Read “The Presentation Secrets of Steve Jobs” (Carmine Gallo, Columnist at Businessweek.com is the author) Copyright 2010. It is a great find and has much practical advice on marketing and presentations. I recently applied some of the strategies with excellent results. Here are a few of the highlights:
1. With Powerpoint slides DO NOT use bullets. Instead, think of a minimalist, zen approach, with a few key words, and perhaps some beautiful visuals. Create an atmosphere for the audience.
2. Consider a factor of three and do not have more than 3 points for any concept.
3. Set the stage by naming an antagonist early in the presentation and then deliver the fix. For many educational presentations, the antagonist will be AYP and factors interfering with student achievement.
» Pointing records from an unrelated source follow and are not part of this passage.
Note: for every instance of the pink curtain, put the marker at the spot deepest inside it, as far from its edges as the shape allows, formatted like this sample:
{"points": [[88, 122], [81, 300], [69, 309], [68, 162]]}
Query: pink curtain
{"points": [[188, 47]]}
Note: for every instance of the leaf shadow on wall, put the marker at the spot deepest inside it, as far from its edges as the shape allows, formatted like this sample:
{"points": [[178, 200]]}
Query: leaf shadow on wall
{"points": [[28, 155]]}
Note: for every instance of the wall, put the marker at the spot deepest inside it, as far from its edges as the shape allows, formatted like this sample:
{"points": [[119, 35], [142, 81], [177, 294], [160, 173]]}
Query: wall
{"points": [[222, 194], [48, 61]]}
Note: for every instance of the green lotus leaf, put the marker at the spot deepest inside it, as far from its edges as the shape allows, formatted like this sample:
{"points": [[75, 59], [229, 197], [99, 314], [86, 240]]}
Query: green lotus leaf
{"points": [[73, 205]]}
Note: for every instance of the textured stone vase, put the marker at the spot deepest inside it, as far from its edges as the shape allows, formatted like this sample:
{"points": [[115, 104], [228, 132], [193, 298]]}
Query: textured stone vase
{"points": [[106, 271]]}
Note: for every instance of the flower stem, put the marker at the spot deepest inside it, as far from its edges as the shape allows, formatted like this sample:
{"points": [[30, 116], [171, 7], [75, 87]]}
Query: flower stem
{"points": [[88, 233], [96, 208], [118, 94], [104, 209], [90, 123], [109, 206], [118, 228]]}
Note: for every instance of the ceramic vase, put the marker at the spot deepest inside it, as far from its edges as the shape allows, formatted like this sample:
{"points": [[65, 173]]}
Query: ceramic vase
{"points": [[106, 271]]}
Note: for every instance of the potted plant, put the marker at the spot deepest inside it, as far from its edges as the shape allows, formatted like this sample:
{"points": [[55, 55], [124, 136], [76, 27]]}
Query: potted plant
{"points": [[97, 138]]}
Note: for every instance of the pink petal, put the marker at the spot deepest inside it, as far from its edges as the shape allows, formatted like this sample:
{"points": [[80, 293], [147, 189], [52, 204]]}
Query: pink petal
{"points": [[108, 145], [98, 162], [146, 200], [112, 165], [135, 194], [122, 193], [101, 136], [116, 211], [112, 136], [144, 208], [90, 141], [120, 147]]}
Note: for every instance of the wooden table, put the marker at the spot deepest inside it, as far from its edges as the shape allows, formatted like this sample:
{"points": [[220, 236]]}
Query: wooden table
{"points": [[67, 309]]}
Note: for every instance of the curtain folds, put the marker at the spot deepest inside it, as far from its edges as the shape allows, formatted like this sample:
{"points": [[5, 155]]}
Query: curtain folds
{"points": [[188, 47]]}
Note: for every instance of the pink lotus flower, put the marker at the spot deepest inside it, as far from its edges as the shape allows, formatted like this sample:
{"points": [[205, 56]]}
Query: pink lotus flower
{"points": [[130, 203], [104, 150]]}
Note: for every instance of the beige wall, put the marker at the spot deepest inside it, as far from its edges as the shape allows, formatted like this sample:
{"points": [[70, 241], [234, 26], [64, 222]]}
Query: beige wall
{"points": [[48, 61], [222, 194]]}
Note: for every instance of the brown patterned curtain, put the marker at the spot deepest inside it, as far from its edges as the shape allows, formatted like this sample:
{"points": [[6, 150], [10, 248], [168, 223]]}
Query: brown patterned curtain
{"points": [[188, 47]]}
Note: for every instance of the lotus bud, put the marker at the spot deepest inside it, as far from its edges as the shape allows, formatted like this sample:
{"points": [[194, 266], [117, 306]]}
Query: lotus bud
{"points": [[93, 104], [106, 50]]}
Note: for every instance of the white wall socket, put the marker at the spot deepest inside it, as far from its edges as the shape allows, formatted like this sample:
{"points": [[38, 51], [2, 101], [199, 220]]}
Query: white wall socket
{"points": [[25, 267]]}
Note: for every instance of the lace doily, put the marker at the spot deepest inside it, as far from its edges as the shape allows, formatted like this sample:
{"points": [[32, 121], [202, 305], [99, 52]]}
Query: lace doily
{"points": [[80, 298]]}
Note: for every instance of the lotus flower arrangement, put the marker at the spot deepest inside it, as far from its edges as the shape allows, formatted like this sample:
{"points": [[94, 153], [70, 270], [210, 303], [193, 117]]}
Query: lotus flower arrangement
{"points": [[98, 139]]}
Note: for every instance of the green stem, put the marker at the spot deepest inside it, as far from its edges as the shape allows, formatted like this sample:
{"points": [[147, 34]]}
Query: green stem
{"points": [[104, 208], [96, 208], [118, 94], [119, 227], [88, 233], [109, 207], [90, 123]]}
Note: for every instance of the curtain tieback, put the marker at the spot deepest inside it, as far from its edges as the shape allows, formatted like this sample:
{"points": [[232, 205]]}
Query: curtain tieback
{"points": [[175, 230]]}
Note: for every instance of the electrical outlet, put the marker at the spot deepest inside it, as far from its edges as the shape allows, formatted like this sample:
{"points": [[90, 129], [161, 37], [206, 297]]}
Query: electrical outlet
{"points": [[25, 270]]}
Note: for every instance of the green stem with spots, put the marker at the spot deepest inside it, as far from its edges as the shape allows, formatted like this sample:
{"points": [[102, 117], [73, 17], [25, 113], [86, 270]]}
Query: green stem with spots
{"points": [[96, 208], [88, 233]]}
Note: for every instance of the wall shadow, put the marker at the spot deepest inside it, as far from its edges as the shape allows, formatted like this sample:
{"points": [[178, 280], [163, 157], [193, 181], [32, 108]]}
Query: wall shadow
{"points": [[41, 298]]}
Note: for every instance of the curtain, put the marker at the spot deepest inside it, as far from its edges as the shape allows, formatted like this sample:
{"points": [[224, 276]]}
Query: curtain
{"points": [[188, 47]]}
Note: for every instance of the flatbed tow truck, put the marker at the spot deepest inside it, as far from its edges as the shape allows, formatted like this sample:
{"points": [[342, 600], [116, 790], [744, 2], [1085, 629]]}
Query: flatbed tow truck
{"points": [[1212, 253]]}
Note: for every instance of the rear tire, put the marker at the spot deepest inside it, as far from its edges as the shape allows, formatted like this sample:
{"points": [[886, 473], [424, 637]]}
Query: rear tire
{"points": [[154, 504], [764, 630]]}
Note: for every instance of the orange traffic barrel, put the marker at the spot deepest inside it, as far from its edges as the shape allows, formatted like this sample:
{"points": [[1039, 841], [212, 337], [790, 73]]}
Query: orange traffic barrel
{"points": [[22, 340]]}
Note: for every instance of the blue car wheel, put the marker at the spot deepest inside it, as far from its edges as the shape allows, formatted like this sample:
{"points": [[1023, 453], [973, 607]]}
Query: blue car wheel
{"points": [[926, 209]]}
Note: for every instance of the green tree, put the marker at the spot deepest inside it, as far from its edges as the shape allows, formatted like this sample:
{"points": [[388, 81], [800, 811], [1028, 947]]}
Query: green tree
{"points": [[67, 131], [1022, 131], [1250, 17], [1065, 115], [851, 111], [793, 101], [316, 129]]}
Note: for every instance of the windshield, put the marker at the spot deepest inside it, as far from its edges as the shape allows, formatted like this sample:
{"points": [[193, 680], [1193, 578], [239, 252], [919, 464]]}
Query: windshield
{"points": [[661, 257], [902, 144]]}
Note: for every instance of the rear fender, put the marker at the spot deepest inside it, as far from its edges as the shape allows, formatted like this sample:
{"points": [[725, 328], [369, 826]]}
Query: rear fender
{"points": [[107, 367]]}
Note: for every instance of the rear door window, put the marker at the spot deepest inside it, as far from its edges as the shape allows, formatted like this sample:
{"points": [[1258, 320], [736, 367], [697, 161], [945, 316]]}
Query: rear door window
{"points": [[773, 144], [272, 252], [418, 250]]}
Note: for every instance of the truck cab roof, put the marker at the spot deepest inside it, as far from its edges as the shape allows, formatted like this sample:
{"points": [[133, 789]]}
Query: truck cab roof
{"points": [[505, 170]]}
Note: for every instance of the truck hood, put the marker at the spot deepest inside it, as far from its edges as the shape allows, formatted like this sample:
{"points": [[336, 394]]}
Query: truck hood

I encourage teachers to apply these strategies when working with students and to create an air of mystery or a challenge to pull students into the assignment. For example, one could say “Columbus was the first explorer to sail to the new world” or the lesson could begin with a “hook” such as “Imagine that you are approaching the Queen of Spain, planning to set out to make a journey that has never been done before. You know that others set out and did not return…” We want students to be engaged with the topics, to put themselves in the scene.
From my work with yoga and meditation I have also learned the importance of working with energy and creating a classroom where students and teachers are energized. If yawning sets in, teachers may need to shift activities. One way to stay ahead of the boredom is to pay attention to time and note over a few days when the boredom or restlessness starts to occur. With this information, teachers can then shift subjects a minute or two before. This will vary with each class as classes have unique personalities and needs.
I am challenging teachers to create at least one “wow” lesson a day.